Take a look at the link that compares Restorative Justice and Retributive Justice http://www.topekacpj.org/vomp/rest_vs_retr.htm .
I know that Howard Zehr’s writings have evolved and he has reminded us the Restorative and Restributive Models should not be held side by side, one way or the other. The grid I had you linked to, is a way to help understand RJ compared to that model. Right now, RJ is in schools, prisons and works far beyond what the formal system reaches.
WIth my college students, we spent last week’s class with the local prosecutor. He used to be on the SCVRJP board of directors and is fairly familiar with the Restorative Justice process. He actually participated in a community conference/circle, as a community member. I remember he was excited at the end of that, impressed with his contribution to the community. Needless to say, it was interesting for my students to hear more about the formal process and get to know an individual involved/employed in it.
Each student got to ask the Prosecutor questions and I was impressed with the students questions and understanding. I believe that having our class in Circle contributed to the quality of the questions and discussion. The students all feel comfortable with each other and with me.
So at tonights class, I routed around a talking piece and took questions from my students. As a non-profit leader and practioner. Again, I was impressed by the questions. The students had questions about the field, about my motivations and about the Restorative Justice Movement.

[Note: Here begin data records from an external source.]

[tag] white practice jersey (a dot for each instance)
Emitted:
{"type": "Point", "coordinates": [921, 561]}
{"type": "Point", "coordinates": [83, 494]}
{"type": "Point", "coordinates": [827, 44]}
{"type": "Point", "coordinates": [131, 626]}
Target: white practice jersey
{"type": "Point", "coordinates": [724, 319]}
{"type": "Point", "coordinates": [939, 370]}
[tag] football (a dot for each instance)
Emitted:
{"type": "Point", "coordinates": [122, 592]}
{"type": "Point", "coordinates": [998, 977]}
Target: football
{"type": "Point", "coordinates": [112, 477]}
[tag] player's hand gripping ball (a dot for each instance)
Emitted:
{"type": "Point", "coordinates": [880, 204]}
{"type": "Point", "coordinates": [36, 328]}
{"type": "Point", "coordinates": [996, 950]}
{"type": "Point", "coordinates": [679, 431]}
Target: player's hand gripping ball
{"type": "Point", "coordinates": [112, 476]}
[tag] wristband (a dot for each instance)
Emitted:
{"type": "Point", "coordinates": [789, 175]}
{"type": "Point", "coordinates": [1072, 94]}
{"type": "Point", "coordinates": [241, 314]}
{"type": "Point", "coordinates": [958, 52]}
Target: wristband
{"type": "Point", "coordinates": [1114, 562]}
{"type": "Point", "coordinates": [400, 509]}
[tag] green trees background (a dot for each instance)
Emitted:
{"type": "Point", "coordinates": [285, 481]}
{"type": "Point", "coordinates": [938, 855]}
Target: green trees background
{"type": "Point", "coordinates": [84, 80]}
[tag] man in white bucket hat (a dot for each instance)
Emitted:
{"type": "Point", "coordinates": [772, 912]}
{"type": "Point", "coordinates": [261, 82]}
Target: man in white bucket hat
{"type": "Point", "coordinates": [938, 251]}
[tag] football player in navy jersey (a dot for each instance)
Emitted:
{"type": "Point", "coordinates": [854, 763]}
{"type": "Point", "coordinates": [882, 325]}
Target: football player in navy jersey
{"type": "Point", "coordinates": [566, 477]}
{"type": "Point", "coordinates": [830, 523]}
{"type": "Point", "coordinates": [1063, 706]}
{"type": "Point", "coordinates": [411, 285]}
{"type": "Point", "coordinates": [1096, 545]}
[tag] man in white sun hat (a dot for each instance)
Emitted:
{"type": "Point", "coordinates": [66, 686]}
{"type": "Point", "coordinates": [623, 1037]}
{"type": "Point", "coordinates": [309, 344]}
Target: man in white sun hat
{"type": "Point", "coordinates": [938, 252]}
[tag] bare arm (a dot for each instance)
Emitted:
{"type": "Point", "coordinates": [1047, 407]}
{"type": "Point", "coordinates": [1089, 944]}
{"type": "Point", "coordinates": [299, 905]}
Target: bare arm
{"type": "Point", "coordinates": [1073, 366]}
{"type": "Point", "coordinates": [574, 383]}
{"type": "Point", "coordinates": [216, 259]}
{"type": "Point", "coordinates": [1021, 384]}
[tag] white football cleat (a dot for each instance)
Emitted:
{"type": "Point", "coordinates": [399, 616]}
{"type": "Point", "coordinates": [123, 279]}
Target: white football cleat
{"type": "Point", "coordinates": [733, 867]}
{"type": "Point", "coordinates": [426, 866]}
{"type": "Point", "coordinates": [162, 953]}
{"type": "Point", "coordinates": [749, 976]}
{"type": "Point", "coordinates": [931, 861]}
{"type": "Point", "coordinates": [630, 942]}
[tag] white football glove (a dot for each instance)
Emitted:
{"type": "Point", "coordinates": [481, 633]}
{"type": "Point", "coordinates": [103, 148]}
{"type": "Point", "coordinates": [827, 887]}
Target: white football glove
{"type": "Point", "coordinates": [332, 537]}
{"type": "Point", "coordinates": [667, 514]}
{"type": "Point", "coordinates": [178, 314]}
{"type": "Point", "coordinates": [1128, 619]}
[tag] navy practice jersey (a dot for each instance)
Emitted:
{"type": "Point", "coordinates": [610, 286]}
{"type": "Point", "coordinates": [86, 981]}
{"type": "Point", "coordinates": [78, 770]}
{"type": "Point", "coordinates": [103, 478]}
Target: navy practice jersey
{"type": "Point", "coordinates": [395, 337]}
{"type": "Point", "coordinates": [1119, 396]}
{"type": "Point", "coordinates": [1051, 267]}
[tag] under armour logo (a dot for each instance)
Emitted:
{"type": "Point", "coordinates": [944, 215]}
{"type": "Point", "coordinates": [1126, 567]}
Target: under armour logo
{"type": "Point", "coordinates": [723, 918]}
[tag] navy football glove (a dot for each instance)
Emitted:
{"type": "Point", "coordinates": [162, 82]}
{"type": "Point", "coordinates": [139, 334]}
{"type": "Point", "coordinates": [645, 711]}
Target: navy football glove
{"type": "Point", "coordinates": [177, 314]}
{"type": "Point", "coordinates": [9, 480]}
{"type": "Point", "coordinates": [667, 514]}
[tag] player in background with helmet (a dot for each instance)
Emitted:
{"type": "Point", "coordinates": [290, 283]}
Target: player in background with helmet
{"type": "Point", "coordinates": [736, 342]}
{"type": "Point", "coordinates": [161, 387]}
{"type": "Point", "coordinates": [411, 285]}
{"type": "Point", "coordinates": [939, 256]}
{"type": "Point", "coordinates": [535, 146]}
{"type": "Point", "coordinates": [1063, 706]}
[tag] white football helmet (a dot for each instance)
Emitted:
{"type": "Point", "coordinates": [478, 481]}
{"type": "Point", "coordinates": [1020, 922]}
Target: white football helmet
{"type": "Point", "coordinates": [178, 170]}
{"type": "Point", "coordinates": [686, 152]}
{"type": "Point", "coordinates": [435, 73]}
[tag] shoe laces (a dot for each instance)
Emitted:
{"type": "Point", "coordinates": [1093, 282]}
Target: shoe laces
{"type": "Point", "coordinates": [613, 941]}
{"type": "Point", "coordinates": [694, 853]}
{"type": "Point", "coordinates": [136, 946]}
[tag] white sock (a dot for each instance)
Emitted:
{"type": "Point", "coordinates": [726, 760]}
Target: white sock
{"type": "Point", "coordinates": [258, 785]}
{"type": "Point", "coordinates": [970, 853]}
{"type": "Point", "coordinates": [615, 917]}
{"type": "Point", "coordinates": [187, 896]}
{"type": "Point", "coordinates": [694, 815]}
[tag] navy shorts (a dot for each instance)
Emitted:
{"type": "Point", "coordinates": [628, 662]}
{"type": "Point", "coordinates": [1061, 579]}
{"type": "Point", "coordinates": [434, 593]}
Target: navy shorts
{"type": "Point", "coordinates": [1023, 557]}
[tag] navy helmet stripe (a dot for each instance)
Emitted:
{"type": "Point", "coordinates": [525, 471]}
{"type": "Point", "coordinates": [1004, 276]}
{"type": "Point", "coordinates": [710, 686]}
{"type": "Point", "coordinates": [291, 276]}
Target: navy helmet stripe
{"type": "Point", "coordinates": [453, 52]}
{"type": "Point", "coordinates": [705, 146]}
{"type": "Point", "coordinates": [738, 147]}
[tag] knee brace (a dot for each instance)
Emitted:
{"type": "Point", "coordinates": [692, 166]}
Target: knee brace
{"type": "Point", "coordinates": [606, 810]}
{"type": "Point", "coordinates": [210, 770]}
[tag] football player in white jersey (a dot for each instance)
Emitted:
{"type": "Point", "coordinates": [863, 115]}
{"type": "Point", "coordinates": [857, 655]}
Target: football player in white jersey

The students had the opportunity to experience Restorative Justice all semester. The last few classes were a great comparison of the Retributive Model. It’s always a good reminder for me to work teach these aspects of what Restorative Justice is. The advanced class is next semester and we’ll be taking a deeper look into the current system. Two books arrived in the mail for me, The Limits of the Criminal Sanction and The Crime of Punishment. I’ll keep you posted!